Among smokers (n = 252, 58.1%), 47.3 % (n = 112) were moderate smokers, usually smoking less than a packet of cigarettes (<20 cigarettes) per day, 38.3% (n = 91) reported smoking 20 to 40 cigarettes/day and 14.3% (n = 34) smoked more than 40 cigarettes/day.

Cigarettes were the most preferred smoke product and more than 90% (n = 231) of responders smoked them, while the consumption of other tobacco products was marginal; only 3.8% (n = 9) of those interviewed smoked rollup cigarettes and 3.2% (n = 8) smoked cigars.

ATTITUDES TO SMOKING-RELATED ISSUES

Responders were asked to rate 4 different statements dealing with beliefs about smoking, passive smoking and smoking in public places (Table 1). The majority of participants (n = 384, 88.5%) agreed that passive smoking is damaging to health, although smokers were less likely than non-smokers to support that exposure to passive smoking is detrimental to health. In addition, 99% of all participants (n = 429) strongly agreed that second hand smoking is harmful for children health; 96% of the responders (n = 416) agreed that smoking seriously harms health.

Table 1.

Attitudes to Smoking-Related Issues


n Mean SD
“Do you thing that smoking is dangerous for your health?” 434 4.60 0.65
“Do you think that cigarette smoke is harmful for the children?” 434 4.73 0.53
“How dangerous secondhand smoking do you believe is?” 434 4.24 0.71
“Are you in favor of banning smoking in public places (such as in restaurants, in buses, streetcars, and trains, in schools, on playgrounds, in gyms and sports arenas, in discos)?” 434 3.90 1.27

1 = totally disagree, 5 = totally agree.

The majority of the participants were in favour of banning smoking in public places. In more detail, almost 90% of the people who had never smoked, as well as 90% of those who had stopped smoking were in favour of such measures compared with 50% of smokers. Current smokers were significantly less likely than non-smokers to believe smoking is harmful to health. A socio-demographic analysis revealed that support for smoking ban in public places is highest among men (73%, n = 158 vs 66%, n = 143 for women), whereas 94% (n = 408) of the participants reported that they have been informed about the smoking health dangers.

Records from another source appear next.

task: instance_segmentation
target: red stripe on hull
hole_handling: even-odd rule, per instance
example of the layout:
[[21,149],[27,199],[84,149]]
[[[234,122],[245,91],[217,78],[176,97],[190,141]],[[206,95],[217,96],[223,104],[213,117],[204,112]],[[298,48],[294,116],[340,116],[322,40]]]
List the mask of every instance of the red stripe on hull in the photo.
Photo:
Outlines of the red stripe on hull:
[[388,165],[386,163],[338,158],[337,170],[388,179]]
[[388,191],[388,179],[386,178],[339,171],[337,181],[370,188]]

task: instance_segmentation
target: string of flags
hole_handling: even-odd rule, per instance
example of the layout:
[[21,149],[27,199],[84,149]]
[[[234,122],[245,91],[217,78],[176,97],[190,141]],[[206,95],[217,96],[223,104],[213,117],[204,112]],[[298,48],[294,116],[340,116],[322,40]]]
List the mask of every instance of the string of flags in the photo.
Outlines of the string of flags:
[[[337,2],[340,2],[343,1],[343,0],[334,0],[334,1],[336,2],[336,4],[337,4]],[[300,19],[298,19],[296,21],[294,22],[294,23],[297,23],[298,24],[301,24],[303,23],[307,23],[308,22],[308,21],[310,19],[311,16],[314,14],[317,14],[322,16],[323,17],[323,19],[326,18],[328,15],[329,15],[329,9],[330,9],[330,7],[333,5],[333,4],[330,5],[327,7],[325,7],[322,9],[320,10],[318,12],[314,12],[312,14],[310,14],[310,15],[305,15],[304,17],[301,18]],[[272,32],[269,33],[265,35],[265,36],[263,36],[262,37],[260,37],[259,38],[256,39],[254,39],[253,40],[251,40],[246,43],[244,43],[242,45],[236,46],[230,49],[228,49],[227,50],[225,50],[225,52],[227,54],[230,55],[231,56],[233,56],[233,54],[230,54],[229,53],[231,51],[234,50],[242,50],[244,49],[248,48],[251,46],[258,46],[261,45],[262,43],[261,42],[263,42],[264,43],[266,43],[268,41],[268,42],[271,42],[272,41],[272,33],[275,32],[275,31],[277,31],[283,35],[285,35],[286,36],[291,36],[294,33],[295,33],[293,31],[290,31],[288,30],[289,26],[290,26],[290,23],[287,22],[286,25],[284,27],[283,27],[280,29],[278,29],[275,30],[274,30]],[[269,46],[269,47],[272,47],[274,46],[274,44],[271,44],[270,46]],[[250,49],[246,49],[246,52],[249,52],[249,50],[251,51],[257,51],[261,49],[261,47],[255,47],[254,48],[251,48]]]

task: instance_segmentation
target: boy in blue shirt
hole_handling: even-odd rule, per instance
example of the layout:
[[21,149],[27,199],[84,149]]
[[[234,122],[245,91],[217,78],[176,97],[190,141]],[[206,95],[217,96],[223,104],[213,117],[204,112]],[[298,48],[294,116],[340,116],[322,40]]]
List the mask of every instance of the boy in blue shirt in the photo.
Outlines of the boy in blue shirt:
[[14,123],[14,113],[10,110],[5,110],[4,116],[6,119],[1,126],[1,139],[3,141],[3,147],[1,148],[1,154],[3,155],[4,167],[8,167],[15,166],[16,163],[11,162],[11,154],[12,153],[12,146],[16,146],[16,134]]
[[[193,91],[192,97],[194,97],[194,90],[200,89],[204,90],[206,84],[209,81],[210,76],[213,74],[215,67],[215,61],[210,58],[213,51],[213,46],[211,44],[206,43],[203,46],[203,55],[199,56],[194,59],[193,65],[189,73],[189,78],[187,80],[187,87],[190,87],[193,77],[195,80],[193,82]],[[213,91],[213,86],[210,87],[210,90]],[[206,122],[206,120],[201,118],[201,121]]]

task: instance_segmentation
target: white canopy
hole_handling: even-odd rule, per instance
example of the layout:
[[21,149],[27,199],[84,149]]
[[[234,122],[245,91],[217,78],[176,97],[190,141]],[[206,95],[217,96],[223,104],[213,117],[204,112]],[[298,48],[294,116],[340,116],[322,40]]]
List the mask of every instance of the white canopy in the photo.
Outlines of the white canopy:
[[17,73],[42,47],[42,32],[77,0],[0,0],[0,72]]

The main source of information regarding smoking adverse health effects was mass media (73.5%, n = 319) and books (53.7%, n = 233), whereas medical doctors and other health professionals accounted only for 27.7% (n = 120) and 8.1% (n = 35), respectively. These findings reveal that physicians and other health care professionals are the least listed source of relative information suggesting a broader need for more professional information to tackle smoking. Approximately, 17% of the responders discussed the issue with friends or family members and 3.5% used other sources of information.

PREVALENCE OF SMOKING AND CHARACTERISTICS OF SMOKERS

More than half of the participants in the survey were current smokers [206 (47.5%) smoked daily, whereas 46 (11%) smoked occasionally]. Approximately, one-fifth of the sample (n = 80, 18%) were former smokers and more than one-fifth (n = 100, 23%) had never smoked. One out of 2 were younger than 18 years old when they started smoking (51.2%), whereas only 0.9% started smoking at an age > 30 years.

Gender and Age

An equal distribution of smoking prevalence was observed between women (n = 216, 50%) and men. The majority of the participants (n = 229, 53%) were married with children, aged 35-44 years (n = 142, 33%), holding a secondary educational level degree (n = 198, 46%), a full-time job (n = 196, 45%) and an annual income of 10,000-20,000 Euro. The sample was homogenous in terms of ethnicity.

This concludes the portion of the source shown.